On 23.03.2020, the Federal Cabinet adopted a draft bill submitted by the Federal Ministry of Justice and Consumer Protection (BMJV) to mitigate the consequences of the COVID-19 pandemic in civil, insolvency and criminal procedure law as a "formulation aid for the coalition parties". This draft can be found here on the BMJV website and contains a comprehensive package of measures.
The suspension of the obligation to file for insolvency is included as Article 1 ("Act on the Temporary Suspension of the Obligation to File for Insolvency and on the Limitation of Directors' and Officers' Liability in the Event of Insolvency Caused by the COVID-19 Pandemic" (COVID-19 Insolvency Suspension Act - COVInsAG)).
Contrary to the BMJV's previous press release dated 16.03.2020 (see our blog post dated 19.03.2020), the content of the draft it has now presented does not follow on from the previous regulations on the occasion of the flood disasters in 2002, 2013 and 2016, but goes significantly beyond the regulations at the time. The central provision reads:
§ 1 Suspension of the obligation to file for insolvency
"The obligation to file for insolvency pursuant to Section 15a of the Insolvency Code and Section 42 (2) of the German Civil Code is suspended until September 30, 2020. This does not apply if the insolvency maturity is not due to the consequences of the spread of the SARS-CoV-2 virus (COVID-19 pandemic) or if there is no prospect of eliminating an existing inability to pay. If the debtor was not insolvent on December 31, 2019, it is assumed that the insolvency maturity is based on the effects of the COVID-19 pandemic and that there are prospects of eliminating an existing insolvency. If the debtor is a natural person, section 290 (1) no. 4 of the Insolvency Code shall apply with the proviso that no refusal of discharge of residual debt can be based on the delay in the opening of insolvency proceedings in the period between March 1, 2020 and September 30, 2020. Sentences 2 and 3 apply accordingly."

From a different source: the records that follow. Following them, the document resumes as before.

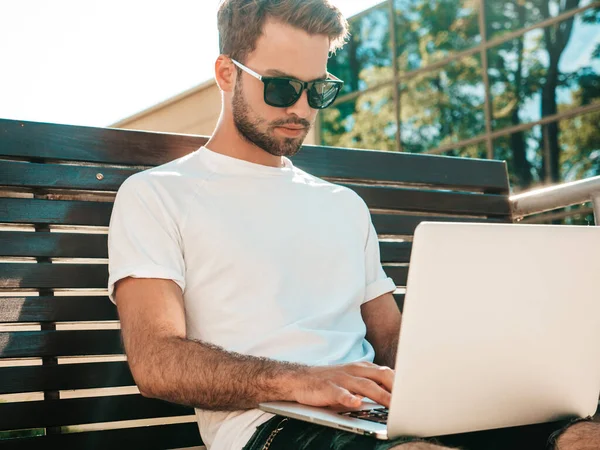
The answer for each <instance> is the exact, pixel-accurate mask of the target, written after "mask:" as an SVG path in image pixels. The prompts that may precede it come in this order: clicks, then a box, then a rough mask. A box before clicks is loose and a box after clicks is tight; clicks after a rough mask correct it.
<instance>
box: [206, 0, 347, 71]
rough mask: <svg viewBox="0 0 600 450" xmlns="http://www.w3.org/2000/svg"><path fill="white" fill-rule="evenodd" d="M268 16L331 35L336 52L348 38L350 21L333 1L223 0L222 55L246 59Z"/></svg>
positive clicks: (235, 58)
mask: <svg viewBox="0 0 600 450" xmlns="http://www.w3.org/2000/svg"><path fill="white" fill-rule="evenodd" d="M267 18H271V19H275V20H277V21H279V22H282V23H285V24H288V25H291V26H293V27H296V28H299V29H301V30H304V31H306V32H307V33H308V34H311V35H315V34H323V35H326V36H328V37H329V42H330V47H329V51H330V52H332V53H333V52H335V51H336V50H337V49H338V48H341V47H342V46H343V45H344V44H345V43H346V39H347V37H348V22H347V21H346V19H345V18H344V16H343V15H342V13H341V11H340V10H339V9H338V8H336V7H335V6H333V5H332V4H331V3H329V0H222V2H221V5H220V6H219V11H218V13H217V20H218V27H219V50H220V52H221V54H223V55H227V56H229V57H231V58H234V59H236V60H238V61H240V62H244V60H245V58H246V57H247V56H248V54H249V53H251V52H252V51H253V50H254V49H255V48H256V41H257V40H258V38H259V37H260V36H261V34H262V31H263V26H264V24H265V21H266V19H267Z"/></svg>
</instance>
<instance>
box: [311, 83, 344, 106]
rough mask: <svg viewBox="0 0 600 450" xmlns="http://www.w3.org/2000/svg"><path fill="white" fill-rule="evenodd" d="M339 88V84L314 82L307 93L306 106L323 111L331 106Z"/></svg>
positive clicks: (338, 83) (338, 89)
mask: <svg viewBox="0 0 600 450" xmlns="http://www.w3.org/2000/svg"><path fill="white" fill-rule="evenodd" d="M341 87H342V85H341V83H336V82H333V81H328V80H324V81H317V82H315V83H314V84H313V86H312V88H311V89H310V90H309V91H308V104H309V105H310V106H311V108H315V109H324V108H327V107H328V106H331V104H332V103H333V102H334V101H335V99H336V97H337V95H338V93H339V92H340V88H341Z"/></svg>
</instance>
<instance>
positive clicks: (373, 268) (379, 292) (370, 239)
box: [363, 214, 396, 304]
mask: <svg viewBox="0 0 600 450" xmlns="http://www.w3.org/2000/svg"><path fill="white" fill-rule="evenodd" d="M365 273H366V286H365V298H364V301H363V304H364V303H367V302H369V301H371V300H373V299H375V298H377V297H379V296H381V295H383V294H386V293H388V292H393V291H395V290H396V284H395V283H394V280H392V279H391V278H389V277H388V276H387V275H386V273H385V272H384V270H383V267H382V266H381V257H380V253H379V239H378V237H377V232H376V231H375V226H374V225H373V222H372V221H371V216H370V214H369V235H368V237H367V243H366V245H365Z"/></svg>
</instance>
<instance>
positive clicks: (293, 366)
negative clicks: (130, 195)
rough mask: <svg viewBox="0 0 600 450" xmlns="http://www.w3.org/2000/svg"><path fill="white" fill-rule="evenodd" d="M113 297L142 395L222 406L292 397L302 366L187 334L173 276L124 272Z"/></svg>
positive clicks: (135, 379) (129, 363)
mask: <svg viewBox="0 0 600 450" xmlns="http://www.w3.org/2000/svg"><path fill="white" fill-rule="evenodd" d="M115 298H116V302H117V307H118V311H119V317H120V320H121V330H122V336H123V343H124V346H125V352H126V354H127V357H128V362H129V366H130V368H131V372H132V374H133V377H134V379H135V381H136V384H137V385H138V388H139V389H140V393H141V394H142V395H144V396H146V397H156V398H161V399H163V400H167V401H171V402H174V403H178V404H184V405H189V406H192V407H197V408H201V409H207V410H222V411H227V410H239V409H250V408H255V407H256V406H257V405H258V404H259V403H260V402H264V401H274V400H287V399H289V400H292V399H293V398H292V384H293V380H294V376H296V375H298V374H299V373H300V372H302V371H304V370H305V369H306V368H307V367H306V366H302V365H299V364H292V363H285V362H278V361H274V360H270V359H267V358H261V357H253V356H248V355H242V354H239V353H234V352H228V351H226V350H224V349H222V348H220V347H218V346H215V345H211V344H208V343H206V342H200V341H193V340H190V339H187V338H186V328H185V316H184V309H183V296H182V293H181V289H180V288H179V286H177V284H175V283H174V282H173V281H170V280H161V279H141V278H140V279H134V278H126V279H123V280H121V281H119V282H118V283H117V287H116V291H115ZM232 332H235V331H232Z"/></svg>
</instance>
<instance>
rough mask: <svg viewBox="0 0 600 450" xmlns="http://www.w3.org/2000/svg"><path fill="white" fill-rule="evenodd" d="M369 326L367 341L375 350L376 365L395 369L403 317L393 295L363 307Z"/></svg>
mask: <svg viewBox="0 0 600 450" xmlns="http://www.w3.org/2000/svg"><path fill="white" fill-rule="evenodd" d="M361 314H362V318H363V321H364V322H365V325H366V326H367V336H366V338H367V341H369V342H370V343H371V345H372V346H373V348H374V349H375V361H374V362H375V364H378V365H380V366H386V367H390V368H392V369H393V368H394V366H395V364H396V352H397V350H398V337H399V334H400V322H401V319H402V316H401V314H400V310H399V309H398V305H397V304H396V301H395V300H394V296H393V295H392V294H391V293H387V294H383V295H382V296H380V297H377V298H376V299H373V300H371V301H369V302H367V303H365V304H364V305H362V307H361Z"/></svg>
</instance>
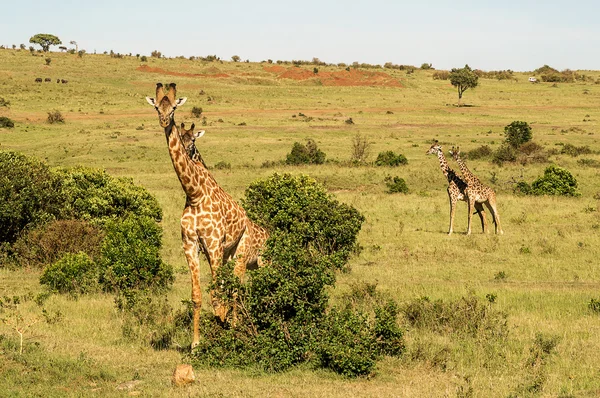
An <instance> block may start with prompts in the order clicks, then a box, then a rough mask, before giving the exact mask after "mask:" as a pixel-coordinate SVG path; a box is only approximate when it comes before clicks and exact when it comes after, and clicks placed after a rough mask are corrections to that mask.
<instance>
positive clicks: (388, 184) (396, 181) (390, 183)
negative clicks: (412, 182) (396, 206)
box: [384, 176, 408, 193]
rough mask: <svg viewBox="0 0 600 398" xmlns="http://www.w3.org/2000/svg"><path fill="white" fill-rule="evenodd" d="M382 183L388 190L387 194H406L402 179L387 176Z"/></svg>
mask: <svg viewBox="0 0 600 398" xmlns="http://www.w3.org/2000/svg"><path fill="white" fill-rule="evenodd" d="M384 181H385V185H386V186H387V188H388V190H387V192H388V193H408V186H407V185H406V181H404V178H400V177H398V176H394V177H392V176H387V177H385V180H384Z"/></svg>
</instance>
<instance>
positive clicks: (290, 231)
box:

In essence, this provides for a generally unconditional temporary suspension of the obligation to file for insolvency (sentence 1) and the fiction of the causality of the COVID-19 pandemic for insolvency maturity occurring at a later date in the event of insolvency that did not yet exist on December 31, 2019 (sentence 3). The suspension should only not apply if the insolvency maturity is not due to the consequences of the COVID-19 pandemic or if there are no prospects of eliminating an insolvency that has otherwise occurred (sentence 2).
In addition, the draft contains a number of supplementary provisions in section 2 ("Consequences of the suspension"), namely with regard to
- the fiction of payments initiated by the managing directors / management board members during the suspension as being compatible with the diligence of a prudent and conscientious manager within the meaning of sections 64 sentence 2 GmbHG, 92 para. 2 sentence 2 AktG, 130a para. 1 sentence 2, 177a sentence 1 HGB, 99 sentence 2 GenG (section 2 para. 1 no. 1),
- the exclusion, limited until September 30, 2023, of creditor disadvantages for the repayment or collateralization of loans granted during the suspension, including in the case of shareholder loans (Section 2 para. 1 no. 2),
- the general exclusion of the immorality of loans granted and collateral provided during the suspension (section 2 para. 1 no. 3),
- the exclusion of the contestability of legal acts provided for in various respects (section 2 para. 1 no. 4 lit. a) to e)).
For companies not required to file for insolvency per se, Section 2 para. 2 provides for a broadly corresponding application.
As far as state credit assistance from KfW or other financing institutions is concerned, the granting, collateralization and repayment of such assistance is protected even further by law in accordance with section 2 para. 3, and even indefinitely with regard to repayment.
It can be assumed that a draft corresponding to this drafting aid will be submitted to the Bundestag in the near future - probably this week - and will be passed there. It remains to be seen whether changes will be made to it during the legislative process, in particular with regard to the exemption provided for in section 1 sentence 2 of the draft for insolvency that has already occurred by 31.12.2019 and its non-avoidability ( Prof. Dr. Stephan Madaus is also critical of this).
We will keep you informed here about further developments.
Update from 25.03.2020:
The corresponding draft bill (BT-Drs. 19/18110) has now been introduced into the Bundestag and will be discussed there in public reading today from 14:40.